However, this process is time-consuming and labor-intensive. One of the most challenging steps is the generation of candidate sequences, a problem known as inverse folding. Existing algorithms to tackle this problem [11,13,22] often require low-level command-line programming environments and complicated parameter tuning, posing significant challenges. To address these inconveniences and fit the entire design loop, we developed DIProT, a toolkit with the following features.

  • 1.

    An efficient inverse-folding model based on the non-autoregressive decoding paradigm, enabling cost-effective and rapid in silico experiments.

  • 2.

    A user-friendly graphical user interface (GUI) that integrates multiple algorithms to facilitate a fast and intuitive feedback design loop (Fig. 1(b)).

  • 3.

    The ability to generate and rank candidate sequences given the reference structure and an optional sequence motif to be preserved, powered by deep generative models.

  • 4.

    Detailed atom-level structure comparisons between the predicted structure of generated sequences and the reference structure, assisting users in filtering sequences with low structural similarity or other undesired features and identifying conserved motifs for preservation in subsequent generation rounds.

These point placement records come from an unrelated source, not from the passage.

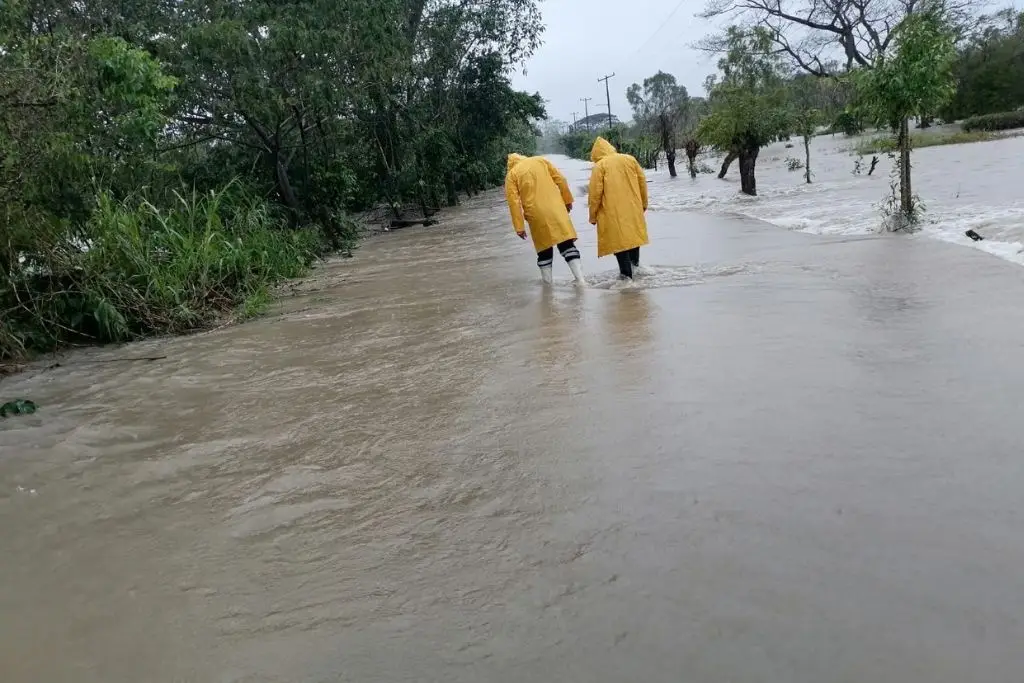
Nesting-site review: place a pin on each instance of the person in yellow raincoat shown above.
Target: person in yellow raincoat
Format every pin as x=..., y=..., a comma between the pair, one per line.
x=538, y=195
x=617, y=203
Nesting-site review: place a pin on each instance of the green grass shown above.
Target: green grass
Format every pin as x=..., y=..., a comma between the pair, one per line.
x=887, y=143
x=152, y=270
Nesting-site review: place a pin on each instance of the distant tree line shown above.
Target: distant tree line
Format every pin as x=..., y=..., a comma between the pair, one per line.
x=162, y=163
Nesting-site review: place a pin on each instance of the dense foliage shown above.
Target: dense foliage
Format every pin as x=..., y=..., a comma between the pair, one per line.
x=749, y=102
x=662, y=108
x=913, y=80
x=164, y=162
x=989, y=68
x=989, y=122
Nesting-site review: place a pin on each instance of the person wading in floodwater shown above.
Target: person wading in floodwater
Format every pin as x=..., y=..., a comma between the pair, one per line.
x=617, y=203
x=538, y=195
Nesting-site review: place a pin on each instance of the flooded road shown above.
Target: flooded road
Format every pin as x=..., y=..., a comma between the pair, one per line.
x=781, y=458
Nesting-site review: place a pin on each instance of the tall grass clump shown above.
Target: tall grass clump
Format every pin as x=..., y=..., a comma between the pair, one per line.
x=136, y=269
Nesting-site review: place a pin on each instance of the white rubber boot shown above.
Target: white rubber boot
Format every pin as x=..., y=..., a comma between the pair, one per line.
x=578, y=271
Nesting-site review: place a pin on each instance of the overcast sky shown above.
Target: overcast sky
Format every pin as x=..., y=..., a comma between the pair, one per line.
x=587, y=39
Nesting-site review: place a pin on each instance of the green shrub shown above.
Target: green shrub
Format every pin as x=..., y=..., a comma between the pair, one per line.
x=137, y=269
x=990, y=122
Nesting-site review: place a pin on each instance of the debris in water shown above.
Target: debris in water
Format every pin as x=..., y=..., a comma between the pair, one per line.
x=17, y=407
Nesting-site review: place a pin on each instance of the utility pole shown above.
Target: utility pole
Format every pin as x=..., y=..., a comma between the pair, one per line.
x=607, y=94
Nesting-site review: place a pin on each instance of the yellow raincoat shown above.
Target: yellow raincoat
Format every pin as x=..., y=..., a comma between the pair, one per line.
x=617, y=199
x=538, y=194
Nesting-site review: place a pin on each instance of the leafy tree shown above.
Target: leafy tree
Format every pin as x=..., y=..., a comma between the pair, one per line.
x=663, y=107
x=749, y=103
x=989, y=68
x=261, y=125
x=918, y=79
x=809, y=33
x=806, y=122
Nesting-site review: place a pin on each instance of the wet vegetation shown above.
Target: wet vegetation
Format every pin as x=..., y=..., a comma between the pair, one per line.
x=896, y=61
x=164, y=163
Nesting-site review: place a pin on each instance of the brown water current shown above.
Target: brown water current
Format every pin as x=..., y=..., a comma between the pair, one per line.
x=778, y=458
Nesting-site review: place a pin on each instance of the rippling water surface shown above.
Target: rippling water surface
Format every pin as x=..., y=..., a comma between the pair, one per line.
x=778, y=457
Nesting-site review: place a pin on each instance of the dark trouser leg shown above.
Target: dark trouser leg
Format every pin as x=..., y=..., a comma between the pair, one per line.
x=625, y=264
x=568, y=251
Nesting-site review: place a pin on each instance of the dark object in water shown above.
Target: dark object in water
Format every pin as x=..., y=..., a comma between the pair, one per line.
x=17, y=407
x=399, y=223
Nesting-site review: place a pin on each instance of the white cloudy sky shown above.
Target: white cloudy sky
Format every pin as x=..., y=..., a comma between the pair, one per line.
x=587, y=39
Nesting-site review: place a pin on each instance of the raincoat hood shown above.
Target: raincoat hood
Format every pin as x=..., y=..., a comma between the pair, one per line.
x=601, y=150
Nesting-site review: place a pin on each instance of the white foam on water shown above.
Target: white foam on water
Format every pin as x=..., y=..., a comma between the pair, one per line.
x=657, y=276
x=962, y=186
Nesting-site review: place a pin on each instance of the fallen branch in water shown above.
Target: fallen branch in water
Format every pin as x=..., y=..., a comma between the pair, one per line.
x=145, y=358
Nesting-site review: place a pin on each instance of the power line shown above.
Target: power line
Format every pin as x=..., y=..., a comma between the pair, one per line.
x=659, y=29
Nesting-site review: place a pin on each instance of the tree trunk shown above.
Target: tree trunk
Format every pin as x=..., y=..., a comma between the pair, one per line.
x=691, y=157
x=905, y=195
x=729, y=158
x=807, y=154
x=748, y=160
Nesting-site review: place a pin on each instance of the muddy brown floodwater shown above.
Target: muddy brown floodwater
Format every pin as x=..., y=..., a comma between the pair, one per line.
x=778, y=459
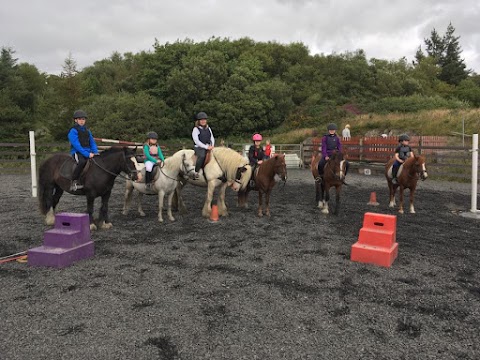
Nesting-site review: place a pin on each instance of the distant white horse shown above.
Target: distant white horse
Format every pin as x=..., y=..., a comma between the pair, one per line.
x=226, y=168
x=165, y=183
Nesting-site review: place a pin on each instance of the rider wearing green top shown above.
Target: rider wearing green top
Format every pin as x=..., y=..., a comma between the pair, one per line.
x=153, y=155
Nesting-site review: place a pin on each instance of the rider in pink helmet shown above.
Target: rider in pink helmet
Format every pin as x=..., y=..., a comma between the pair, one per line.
x=257, y=137
x=256, y=155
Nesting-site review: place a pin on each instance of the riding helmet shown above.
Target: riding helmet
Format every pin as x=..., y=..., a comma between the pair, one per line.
x=332, y=126
x=257, y=137
x=152, y=135
x=79, y=114
x=201, y=115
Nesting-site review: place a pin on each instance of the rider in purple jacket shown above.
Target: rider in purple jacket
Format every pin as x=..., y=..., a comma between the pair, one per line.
x=330, y=143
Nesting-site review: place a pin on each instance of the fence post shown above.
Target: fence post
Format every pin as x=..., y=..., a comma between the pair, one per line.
x=360, y=150
x=33, y=163
x=474, y=173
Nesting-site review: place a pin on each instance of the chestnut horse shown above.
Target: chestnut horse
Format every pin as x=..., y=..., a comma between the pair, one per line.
x=265, y=179
x=408, y=174
x=333, y=176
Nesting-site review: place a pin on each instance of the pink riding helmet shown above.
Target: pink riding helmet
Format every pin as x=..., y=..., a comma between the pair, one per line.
x=257, y=137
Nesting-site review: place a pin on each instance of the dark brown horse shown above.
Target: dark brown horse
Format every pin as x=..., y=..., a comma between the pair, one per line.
x=408, y=174
x=333, y=176
x=54, y=178
x=265, y=180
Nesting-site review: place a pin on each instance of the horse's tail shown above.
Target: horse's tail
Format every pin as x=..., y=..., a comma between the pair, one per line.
x=44, y=179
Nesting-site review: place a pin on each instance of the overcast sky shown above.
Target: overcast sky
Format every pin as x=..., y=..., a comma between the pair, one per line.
x=43, y=33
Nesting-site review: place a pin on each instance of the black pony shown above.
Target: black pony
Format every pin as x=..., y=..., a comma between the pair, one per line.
x=98, y=179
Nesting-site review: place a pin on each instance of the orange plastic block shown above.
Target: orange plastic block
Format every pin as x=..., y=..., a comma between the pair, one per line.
x=377, y=240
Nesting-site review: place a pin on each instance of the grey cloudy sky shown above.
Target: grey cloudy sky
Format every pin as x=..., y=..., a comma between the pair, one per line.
x=43, y=33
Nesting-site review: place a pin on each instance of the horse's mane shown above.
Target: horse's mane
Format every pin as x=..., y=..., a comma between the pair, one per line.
x=229, y=160
x=419, y=158
x=112, y=150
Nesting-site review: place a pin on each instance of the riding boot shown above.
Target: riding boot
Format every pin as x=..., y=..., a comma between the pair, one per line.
x=148, y=180
x=75, y=186
x=394, y=174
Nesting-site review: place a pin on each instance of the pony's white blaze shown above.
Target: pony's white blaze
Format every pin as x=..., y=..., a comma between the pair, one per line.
x=424, y=168
x=50, y=217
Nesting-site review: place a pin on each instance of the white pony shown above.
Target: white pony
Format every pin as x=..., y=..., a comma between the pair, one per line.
x=165, y=183
x=226, y=168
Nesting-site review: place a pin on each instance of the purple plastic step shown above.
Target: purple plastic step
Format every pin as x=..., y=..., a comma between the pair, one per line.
x=68, y=242
x=57, y=257
x=72, y=221
x=64, y=238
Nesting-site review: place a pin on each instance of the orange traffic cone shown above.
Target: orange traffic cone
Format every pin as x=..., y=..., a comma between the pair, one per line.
x=373, y=199
x=214, y=214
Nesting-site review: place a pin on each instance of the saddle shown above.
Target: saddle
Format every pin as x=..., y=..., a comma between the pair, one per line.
x=143, y=173
x=390, y=171
x=68, y=167
x=208, y=157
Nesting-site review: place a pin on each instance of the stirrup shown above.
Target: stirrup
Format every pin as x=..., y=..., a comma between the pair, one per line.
x=75, y=186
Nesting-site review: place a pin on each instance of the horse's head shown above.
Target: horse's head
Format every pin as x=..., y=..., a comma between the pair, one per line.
x=188, y=165
x=242, y=176
x=420, y=167
x=280, y=167
x=336, y=166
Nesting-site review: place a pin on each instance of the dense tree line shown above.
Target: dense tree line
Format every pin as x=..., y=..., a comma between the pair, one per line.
x=243, y=85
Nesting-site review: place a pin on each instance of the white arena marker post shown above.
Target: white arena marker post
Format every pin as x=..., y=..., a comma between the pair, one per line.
x=474, y=173
x=33, y=163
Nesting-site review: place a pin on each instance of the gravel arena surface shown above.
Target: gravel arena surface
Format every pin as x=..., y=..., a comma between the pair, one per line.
x=246, y=287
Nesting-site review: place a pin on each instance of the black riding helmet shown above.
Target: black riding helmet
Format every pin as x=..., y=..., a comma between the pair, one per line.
x=79, y=114
x=201, y=115
x=152, y=135
x=332, y=126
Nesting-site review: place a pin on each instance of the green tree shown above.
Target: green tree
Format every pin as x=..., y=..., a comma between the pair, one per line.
x=446, y=52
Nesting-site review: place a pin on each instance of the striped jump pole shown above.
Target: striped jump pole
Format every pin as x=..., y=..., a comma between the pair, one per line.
x=113, y=141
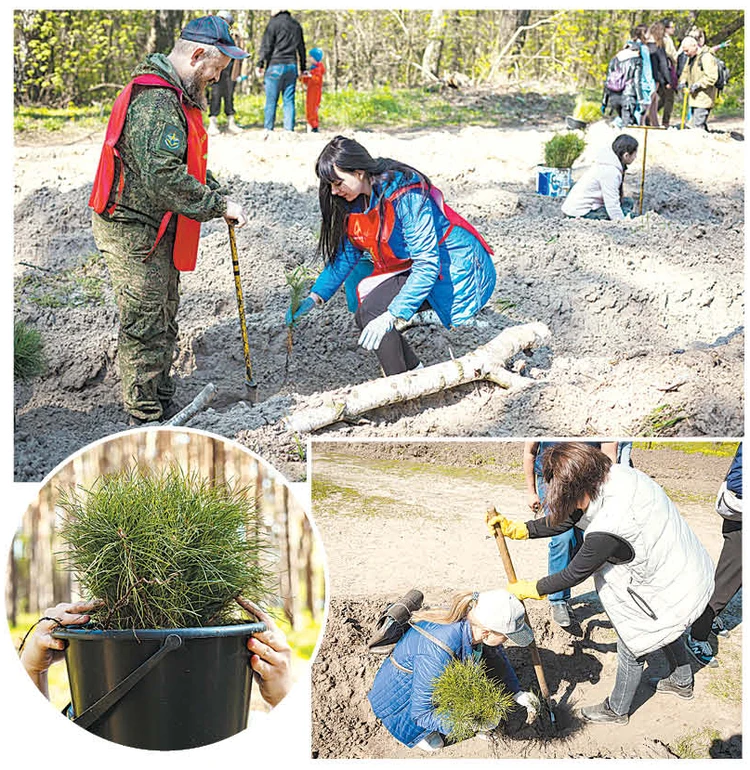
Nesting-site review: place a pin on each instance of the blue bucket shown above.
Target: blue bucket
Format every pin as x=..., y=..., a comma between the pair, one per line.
x=553, y=182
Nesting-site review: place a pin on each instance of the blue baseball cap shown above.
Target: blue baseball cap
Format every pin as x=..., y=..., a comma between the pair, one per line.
x=213, y=30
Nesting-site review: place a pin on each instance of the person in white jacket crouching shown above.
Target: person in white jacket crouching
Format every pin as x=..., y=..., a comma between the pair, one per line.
x=598, y=193
x=651, y=573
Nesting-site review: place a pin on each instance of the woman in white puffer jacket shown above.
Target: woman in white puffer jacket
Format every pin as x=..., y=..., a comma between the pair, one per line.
x=598, y=193
x=652, y=574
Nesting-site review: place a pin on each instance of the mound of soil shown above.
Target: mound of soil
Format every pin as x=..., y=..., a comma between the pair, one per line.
x=646, y=315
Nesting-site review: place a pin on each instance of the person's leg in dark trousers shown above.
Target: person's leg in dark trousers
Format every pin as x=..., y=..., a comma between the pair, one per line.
x=727, y=579
x=395, y=354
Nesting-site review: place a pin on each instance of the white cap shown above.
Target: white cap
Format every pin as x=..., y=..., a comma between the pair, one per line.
x=500, y=611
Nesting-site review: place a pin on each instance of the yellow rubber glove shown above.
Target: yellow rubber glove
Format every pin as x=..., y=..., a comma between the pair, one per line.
x=524, y=589
x=515, y=530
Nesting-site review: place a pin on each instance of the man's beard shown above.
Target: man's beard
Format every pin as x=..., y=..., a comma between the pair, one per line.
x=195, y=87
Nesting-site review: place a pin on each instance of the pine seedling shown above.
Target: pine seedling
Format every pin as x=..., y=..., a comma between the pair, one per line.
x=563, y=149
x=165, y=549
x=297, y=280
x=28, y=361
x=466, y=699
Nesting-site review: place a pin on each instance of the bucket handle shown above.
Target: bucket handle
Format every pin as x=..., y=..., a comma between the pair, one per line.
x=97, y=710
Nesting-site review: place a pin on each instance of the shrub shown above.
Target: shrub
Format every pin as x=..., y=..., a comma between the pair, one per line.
x=28, y=360
x=468, y=700
x=165, y=549
x=562, y=150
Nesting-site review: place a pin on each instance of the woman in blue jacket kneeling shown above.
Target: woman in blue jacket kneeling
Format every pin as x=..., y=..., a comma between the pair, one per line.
x=476, y=625
x=387, y=232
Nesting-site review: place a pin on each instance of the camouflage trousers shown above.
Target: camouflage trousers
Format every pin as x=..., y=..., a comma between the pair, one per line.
x=147, y=295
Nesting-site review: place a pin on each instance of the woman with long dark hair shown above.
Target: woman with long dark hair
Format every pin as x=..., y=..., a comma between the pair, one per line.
x=387, y=232
x=476, y=625
x=651, y=573
x=598, y=194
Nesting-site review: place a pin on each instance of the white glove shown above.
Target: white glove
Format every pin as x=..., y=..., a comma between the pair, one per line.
x=529, y=701
x=372, y=335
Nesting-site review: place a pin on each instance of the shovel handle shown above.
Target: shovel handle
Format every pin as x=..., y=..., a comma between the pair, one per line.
x=510, y=572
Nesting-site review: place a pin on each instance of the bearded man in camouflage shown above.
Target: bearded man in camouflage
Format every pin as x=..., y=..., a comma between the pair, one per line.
x=152, y=190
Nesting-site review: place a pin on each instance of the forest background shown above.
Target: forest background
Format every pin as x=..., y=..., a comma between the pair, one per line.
x=383, y=65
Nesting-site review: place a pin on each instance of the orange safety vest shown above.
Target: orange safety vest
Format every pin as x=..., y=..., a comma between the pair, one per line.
x=185, y=250
x=367, y=232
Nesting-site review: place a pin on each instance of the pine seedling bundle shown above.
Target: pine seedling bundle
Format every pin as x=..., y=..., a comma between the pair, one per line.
x=28, y=361
x=467, y=699
x=296, y=280
x=165, y=549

Fig. 1(b) provides a visual representation of the DIProT process, using the redesign of a phage protein (PDB ID: 2xcj_A) as an example. In this example, the user uploads the full structure of 2xcj_A as the reference structure (in.pdb format), with no motif file, and specifies “5” for the number of designs to be generated. Motif file is an optional component in the design process. Specifically, the file should be in.json format, where keys represent fixed positions and values represent fixed amino acid types. It forms a vital bridge between data-driven design and knowledge-driven design, as shown in Fig. 1(a). It should be noted that DIProT only considers the coordinates of the main chain atoms of the reference structure as input. This means users can upload a full protein structure to generate a similar or improved version or a file with only main chain information for De Novo protein design.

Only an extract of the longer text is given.